Deduction for Real Estate Taxes Paid
Homeowners are permitted to deduct for real estate taxes paid in that tax year. The deduction for real estate taxes is again limited only to those taxpayers who file a Schedule A, Itemized Deductions. In prior years, there was a standard deduction that permitted a flat deduction for those who did not itemize, but this is no longer permitted.
To claim the deduction, the following must be true:
- The taxes are deducted in the year they are actually paid, not when they became due. For example, if the taxpayer’s real estate taxes were due on December 15, 2012 but not paid until January 10, 2013 the taxpayer cannot claim the deduction until 2013;
- The taxes paid must be based on those uniformed charged by the taxing jurisdiction. General real estate taxes are almost always uniformly applied. Special assessments for things such as sewer, sidewalks or curbs are usually only charged to the properties receiving the improvements. Thus, special assessments are not deductible;
- If the homeowner pays into a tax and insurance escrow, the homeowner can only deduct the portion paid for taxes. (For rental property, insurance can be deducted).
Claiming the Deduction
In January, the homeowner should receive a 1098 Statement of Mortgage Interest Paid from their lender or third party escrow agent. The envelope from the lender will normally state “Important Tax Information Enclosed” on the face of the envelope. There will be a section indicating the amounts received on the escrow account and the amounts paid on the account. The taxes paid will show the amount of the taxes paid.
If the taxpayer cannot locate their 1098, they can contact the lender or third party escrow agent directly. Or, a call to the County Treasurer’s office in the county in which the real estate is located will provide the information.

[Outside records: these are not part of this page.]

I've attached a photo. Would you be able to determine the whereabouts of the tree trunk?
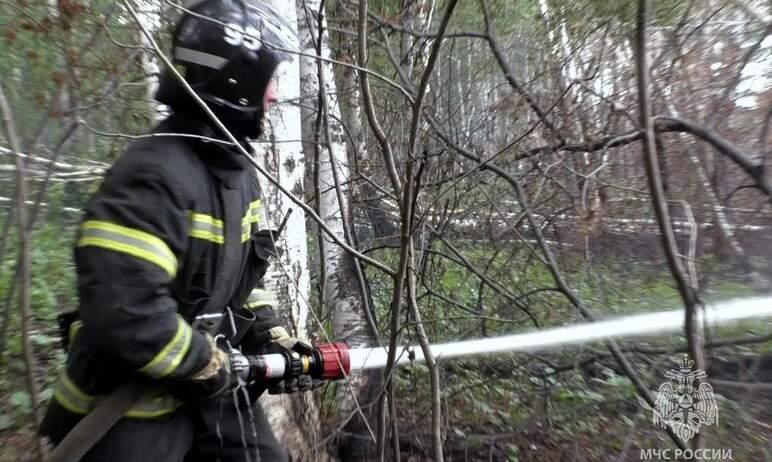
[250,2,316,460]
[298,0,377,460]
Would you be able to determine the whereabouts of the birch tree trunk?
[254,2,327,460]
[298,0,377,460]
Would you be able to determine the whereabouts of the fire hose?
[49,297,772,462]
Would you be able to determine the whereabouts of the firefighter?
[40,0,310,462]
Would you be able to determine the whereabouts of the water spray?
[244,297,772,380]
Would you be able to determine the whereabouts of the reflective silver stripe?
[245,289,276,311]
[241,215,252,244]
[77,220,177,277]
[174,47,228,69]
[139,316,193,379]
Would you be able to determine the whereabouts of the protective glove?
[179,334,239,402]
[265,326,323,395]
[252,229,280,260]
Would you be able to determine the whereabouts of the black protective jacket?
[46,116,276,418]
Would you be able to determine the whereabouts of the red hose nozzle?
[316,342,351,380]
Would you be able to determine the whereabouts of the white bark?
[254,2,316,460]
[298,0,373,451]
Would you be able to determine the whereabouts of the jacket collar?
[156,114,253,188]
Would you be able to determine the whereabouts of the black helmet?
[156,0,299,138]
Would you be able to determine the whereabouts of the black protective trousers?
[42,395,288,462]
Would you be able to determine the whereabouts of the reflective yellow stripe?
[54,372,184,419]
[247,199,262,224]
[77,220,177,277]
[139,315,193,379]
[189,212,225,244]
[54,372,95,414]
[68,320,83,345]
[125,394,183,419]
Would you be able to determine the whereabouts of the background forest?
[0,0,772,461]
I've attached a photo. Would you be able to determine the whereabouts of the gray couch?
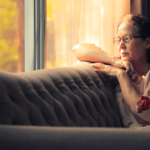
[0,62,150,150]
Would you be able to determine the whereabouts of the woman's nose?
[118,39,126,51]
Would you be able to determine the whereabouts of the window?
[45,0,130,68]
[0,0,24,72]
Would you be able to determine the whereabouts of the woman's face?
[117,22,147,62]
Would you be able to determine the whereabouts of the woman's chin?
[121,57,130,61]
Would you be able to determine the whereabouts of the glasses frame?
[113,35,146,45]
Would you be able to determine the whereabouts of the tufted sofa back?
[0,63,122,127]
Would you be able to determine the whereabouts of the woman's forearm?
[72,43,114,65]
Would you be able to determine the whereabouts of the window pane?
[0,0,24,72]
[45,0,78,68]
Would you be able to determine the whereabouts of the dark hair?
[120,13,150,63]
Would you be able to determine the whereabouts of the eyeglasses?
[113,35,145,44]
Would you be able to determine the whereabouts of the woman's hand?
[90,63,122,78]
[112,59,142,83]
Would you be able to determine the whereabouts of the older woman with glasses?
[73,14,150,128]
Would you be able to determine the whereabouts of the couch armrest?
[0,126,150,150]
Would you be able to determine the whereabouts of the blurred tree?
[0,0,24,72]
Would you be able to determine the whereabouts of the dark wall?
[130,0,150,18]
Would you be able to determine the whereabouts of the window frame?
[24,0,46,72]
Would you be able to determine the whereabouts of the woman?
[73,14,150,127]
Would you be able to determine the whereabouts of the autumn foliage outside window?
[0,0,24,72]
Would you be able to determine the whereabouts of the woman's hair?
[119,13,150,63]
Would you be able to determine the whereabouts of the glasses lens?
[122,35,132,43]
[114,37,121,44]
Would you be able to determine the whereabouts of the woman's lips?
[121,53,127,57]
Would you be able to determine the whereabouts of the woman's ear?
[146,37,150,49]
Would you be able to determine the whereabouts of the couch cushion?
[0,63,122,127]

For deducting taxes paid on their own home, the taxpayer will report the amount of taxes paid on Line 6 of Schedule A, Itemized Deductions. For rental real estate, the deduction should be reported on line 16, Schedule E, Supplemental Income and Loss. For agricultural property, taxes are reported on line 29, Schedule F, Profit or Loss from Farming. Those unsure about whether taxes paid are deductible in their situation may consider retaining a paid tax preparer.